设D(G)为图的度对角矩阵,A(G)为图的领接矩阵,则C = D ( G ) − A ( G ) 的任意一个余子式的值即为图G的生成树个数。C也成为拉式矩阵。分析得,拉式矩阵的对角线上的元素为相邻矩阵对应行上所有元素的求和,其他为相邻矩阵的相反数。得到拉式矩阵后,再取第一行第一列的余子式,也就是去除第一行和第一列的行列式。

求行列式,可以采用定义法,按第一行展开,得到的n个代数余子式,同样也是求行列式,再按照其第一行展开,一直递归到只剩一行时结束,即可算出行列式。这里使用了numpy中的函数实现。

def cal_tree(l: list) -> int:
    m = []
    for i in range(1, len(l)):
        t = []
        for j in range(1, len(l)):
            if i == j:
                t.append(sum(l[i]))
            else:
                t.append(-l[i][j])
        m.append(t)
    return int(round(np.linalg.det(np.array(m)), 0))

方法二:

可以去除关联矩阵中的任意一行,得到一个n-1行m列的矩阵,再在m条边中选择n-1条,组成一个新矩阵,计算该矩阵是否满秩,即计算行列式是否为0,如果不为0,则包含一个生成树。

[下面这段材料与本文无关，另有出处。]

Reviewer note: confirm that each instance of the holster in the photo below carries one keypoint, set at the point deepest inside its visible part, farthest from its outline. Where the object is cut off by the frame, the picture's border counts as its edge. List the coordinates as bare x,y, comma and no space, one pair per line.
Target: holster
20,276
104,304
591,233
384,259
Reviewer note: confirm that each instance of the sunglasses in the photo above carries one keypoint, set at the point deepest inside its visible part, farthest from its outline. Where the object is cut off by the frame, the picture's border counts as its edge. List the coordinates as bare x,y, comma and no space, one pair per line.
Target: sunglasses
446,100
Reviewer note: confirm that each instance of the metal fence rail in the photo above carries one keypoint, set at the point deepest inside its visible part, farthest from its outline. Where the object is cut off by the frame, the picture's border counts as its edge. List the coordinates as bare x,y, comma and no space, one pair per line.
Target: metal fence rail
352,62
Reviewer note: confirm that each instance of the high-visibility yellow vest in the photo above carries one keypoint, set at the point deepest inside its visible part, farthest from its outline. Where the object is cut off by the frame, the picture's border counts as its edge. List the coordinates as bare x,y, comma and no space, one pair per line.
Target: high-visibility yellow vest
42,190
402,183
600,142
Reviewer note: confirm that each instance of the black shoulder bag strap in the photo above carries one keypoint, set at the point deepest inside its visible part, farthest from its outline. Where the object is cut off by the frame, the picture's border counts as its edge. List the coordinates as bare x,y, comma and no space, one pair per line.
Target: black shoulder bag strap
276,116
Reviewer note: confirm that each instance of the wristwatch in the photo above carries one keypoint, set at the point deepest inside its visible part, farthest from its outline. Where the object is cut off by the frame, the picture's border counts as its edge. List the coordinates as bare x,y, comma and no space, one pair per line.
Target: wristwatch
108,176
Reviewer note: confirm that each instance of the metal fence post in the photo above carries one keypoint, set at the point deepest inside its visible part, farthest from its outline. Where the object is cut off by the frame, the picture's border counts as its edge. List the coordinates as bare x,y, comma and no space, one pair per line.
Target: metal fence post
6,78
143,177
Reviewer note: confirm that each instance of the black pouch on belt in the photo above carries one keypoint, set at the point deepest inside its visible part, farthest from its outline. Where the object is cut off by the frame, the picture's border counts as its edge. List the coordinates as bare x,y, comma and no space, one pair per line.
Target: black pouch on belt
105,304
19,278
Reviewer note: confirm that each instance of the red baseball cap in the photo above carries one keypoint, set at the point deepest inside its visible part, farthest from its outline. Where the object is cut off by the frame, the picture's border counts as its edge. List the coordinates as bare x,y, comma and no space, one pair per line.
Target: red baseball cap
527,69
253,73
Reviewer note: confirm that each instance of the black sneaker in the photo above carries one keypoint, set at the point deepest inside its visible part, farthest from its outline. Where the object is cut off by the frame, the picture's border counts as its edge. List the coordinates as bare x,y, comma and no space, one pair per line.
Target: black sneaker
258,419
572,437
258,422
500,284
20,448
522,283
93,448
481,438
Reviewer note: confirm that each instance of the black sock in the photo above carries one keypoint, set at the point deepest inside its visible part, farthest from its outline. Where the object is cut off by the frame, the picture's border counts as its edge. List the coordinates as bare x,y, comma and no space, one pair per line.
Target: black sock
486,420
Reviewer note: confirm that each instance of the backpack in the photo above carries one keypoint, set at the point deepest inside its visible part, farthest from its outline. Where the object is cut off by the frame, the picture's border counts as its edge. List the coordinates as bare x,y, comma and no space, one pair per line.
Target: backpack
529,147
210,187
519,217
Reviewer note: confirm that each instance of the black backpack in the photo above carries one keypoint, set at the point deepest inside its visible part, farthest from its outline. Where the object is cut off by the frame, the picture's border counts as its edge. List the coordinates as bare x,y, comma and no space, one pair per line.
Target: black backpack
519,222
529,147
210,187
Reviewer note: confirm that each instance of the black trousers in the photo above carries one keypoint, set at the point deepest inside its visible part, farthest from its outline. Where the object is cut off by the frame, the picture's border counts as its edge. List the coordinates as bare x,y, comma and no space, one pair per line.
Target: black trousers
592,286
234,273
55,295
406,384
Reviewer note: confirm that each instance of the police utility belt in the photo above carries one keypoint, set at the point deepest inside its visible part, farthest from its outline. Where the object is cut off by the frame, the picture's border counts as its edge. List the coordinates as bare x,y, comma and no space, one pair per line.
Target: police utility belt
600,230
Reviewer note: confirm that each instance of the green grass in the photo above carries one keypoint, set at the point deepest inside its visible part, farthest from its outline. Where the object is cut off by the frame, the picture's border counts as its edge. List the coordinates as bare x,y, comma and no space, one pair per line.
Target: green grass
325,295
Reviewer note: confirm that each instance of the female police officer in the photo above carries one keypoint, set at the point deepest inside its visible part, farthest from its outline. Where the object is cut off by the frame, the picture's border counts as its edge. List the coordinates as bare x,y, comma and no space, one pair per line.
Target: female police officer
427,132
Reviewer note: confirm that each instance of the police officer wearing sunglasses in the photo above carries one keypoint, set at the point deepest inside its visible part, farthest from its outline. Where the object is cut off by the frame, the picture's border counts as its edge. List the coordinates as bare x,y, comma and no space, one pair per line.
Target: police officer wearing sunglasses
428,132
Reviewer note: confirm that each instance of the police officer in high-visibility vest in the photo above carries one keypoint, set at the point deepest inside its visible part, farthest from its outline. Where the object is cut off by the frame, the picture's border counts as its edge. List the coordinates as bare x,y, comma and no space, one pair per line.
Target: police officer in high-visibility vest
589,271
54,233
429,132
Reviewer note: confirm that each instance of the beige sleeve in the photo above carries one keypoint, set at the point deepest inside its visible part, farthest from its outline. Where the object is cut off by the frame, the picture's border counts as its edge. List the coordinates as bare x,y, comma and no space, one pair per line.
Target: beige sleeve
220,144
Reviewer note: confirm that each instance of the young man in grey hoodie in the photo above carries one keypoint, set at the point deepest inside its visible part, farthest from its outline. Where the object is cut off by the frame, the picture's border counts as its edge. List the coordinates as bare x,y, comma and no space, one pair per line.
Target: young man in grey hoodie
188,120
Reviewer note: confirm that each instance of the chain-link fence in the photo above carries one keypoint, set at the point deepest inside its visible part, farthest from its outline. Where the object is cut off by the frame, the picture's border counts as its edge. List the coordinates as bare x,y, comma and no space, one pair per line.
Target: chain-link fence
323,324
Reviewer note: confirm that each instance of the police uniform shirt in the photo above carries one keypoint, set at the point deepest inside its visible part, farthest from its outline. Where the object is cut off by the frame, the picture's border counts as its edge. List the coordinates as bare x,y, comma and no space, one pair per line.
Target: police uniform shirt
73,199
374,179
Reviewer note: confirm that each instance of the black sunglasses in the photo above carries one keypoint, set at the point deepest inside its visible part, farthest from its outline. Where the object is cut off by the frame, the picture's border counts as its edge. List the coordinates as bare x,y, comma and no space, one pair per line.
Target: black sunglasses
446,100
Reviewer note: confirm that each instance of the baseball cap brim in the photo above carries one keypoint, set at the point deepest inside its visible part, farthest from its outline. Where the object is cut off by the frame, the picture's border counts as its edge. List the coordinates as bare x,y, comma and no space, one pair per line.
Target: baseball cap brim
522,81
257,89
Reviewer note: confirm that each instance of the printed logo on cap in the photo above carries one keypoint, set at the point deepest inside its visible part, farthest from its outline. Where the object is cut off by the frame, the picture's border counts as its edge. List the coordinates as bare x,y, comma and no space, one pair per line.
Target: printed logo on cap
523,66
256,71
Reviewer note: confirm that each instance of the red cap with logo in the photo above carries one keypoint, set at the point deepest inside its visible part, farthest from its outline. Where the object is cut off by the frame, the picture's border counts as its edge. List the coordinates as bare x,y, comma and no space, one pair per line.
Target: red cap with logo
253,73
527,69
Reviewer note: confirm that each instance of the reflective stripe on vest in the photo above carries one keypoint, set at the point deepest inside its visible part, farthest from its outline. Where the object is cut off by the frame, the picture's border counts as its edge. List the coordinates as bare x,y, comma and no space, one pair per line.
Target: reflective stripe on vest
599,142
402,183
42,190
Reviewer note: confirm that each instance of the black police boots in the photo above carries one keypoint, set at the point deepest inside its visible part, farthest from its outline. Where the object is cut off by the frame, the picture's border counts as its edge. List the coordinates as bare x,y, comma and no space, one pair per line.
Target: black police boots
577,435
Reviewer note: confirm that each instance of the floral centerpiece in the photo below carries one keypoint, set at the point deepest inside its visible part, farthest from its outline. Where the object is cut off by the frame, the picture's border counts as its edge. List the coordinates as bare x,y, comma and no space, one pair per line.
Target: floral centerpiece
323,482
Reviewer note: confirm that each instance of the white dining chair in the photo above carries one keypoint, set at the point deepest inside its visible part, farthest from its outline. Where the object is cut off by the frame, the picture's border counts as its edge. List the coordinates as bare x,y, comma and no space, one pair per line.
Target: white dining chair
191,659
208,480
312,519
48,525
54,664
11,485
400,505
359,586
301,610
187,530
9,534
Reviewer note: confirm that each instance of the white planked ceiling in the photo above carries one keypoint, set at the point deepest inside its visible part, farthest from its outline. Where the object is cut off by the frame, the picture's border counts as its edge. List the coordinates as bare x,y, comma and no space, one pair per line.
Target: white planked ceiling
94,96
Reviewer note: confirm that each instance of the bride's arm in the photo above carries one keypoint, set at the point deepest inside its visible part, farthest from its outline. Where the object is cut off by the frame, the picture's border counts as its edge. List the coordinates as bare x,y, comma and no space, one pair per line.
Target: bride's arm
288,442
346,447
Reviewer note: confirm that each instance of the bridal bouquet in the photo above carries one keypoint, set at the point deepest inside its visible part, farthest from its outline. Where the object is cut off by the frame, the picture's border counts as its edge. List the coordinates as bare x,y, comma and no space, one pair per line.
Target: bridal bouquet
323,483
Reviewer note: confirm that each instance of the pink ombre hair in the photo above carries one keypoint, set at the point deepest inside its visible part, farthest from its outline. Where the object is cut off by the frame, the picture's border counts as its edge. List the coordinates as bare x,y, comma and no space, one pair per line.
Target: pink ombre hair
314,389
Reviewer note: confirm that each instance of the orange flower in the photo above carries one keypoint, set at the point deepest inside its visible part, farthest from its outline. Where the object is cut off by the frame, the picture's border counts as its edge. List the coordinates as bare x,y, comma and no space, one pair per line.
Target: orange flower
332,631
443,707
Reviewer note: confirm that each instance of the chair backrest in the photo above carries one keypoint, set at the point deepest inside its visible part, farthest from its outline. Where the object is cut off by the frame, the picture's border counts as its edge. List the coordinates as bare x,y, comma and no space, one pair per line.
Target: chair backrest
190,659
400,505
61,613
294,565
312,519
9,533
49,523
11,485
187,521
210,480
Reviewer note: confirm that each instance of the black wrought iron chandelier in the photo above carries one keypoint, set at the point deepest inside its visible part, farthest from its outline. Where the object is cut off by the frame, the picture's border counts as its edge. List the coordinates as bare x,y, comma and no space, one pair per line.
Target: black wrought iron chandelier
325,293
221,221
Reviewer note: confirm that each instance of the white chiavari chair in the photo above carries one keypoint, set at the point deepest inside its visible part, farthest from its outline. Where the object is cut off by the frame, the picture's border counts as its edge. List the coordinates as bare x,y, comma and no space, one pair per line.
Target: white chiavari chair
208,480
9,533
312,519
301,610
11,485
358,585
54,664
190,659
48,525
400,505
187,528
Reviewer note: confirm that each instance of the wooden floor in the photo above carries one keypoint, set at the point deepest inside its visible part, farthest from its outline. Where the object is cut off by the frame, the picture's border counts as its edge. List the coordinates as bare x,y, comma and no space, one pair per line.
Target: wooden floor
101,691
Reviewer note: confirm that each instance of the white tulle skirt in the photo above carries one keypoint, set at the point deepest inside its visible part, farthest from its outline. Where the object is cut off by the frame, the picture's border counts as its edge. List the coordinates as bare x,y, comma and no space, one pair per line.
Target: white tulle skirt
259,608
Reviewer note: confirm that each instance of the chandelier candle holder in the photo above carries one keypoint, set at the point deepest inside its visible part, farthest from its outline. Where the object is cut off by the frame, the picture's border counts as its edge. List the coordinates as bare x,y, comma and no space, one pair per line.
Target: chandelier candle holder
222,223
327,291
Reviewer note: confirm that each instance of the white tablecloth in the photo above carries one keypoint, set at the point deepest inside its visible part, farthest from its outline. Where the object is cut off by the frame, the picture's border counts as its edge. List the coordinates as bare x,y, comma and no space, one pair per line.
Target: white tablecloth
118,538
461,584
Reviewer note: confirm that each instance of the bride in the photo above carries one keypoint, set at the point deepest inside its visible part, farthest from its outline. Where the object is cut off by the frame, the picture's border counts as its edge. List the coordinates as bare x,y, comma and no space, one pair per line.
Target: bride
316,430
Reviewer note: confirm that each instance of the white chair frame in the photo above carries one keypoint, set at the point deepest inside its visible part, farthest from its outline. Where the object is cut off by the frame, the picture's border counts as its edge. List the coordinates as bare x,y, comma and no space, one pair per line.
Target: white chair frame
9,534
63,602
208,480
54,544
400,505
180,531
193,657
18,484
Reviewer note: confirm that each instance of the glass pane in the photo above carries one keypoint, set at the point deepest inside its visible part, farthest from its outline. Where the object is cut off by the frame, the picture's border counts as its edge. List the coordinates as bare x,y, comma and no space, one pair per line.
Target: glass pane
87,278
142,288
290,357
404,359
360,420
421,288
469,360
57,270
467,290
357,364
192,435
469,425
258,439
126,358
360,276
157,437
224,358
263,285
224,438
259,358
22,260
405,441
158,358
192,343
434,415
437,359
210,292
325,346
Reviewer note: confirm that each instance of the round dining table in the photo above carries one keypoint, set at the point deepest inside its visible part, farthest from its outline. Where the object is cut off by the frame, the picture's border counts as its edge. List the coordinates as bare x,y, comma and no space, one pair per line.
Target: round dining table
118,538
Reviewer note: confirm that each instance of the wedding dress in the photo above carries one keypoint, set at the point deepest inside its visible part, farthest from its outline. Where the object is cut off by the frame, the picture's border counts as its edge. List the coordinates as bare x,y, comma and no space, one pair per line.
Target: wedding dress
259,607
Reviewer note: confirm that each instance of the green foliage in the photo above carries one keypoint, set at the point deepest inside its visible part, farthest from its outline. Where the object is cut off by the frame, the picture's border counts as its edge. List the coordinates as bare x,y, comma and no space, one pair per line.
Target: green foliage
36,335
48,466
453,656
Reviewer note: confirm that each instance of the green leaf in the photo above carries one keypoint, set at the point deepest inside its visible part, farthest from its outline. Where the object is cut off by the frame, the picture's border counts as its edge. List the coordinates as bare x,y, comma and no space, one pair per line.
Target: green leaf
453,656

def cal_tree(l: list) -> int:
    x = list(itertools.combinations(range(len(l)), len(l[0]) - 1))
    n = 0
    for each in x:
        matrix = [l[i][1:] for i in each]
        if np.linalg.det(matrix) != 0:
            n += 1
    return n

3. 输出一颗树的相邻矩阵和关联矩阵

利用上一题的方法二,取出其中的一个结果,其中从m中选出的n-1列就是选出的树枝。

对于排列组合,可以采用二进制枚举,从1 ~ 2n+1-1判断二进制数中有多少个1,如果符合需要组合的个数,则储存起来,其中1表示被选中,0表示不被选中。这里使用了itertools中的combination函数实现。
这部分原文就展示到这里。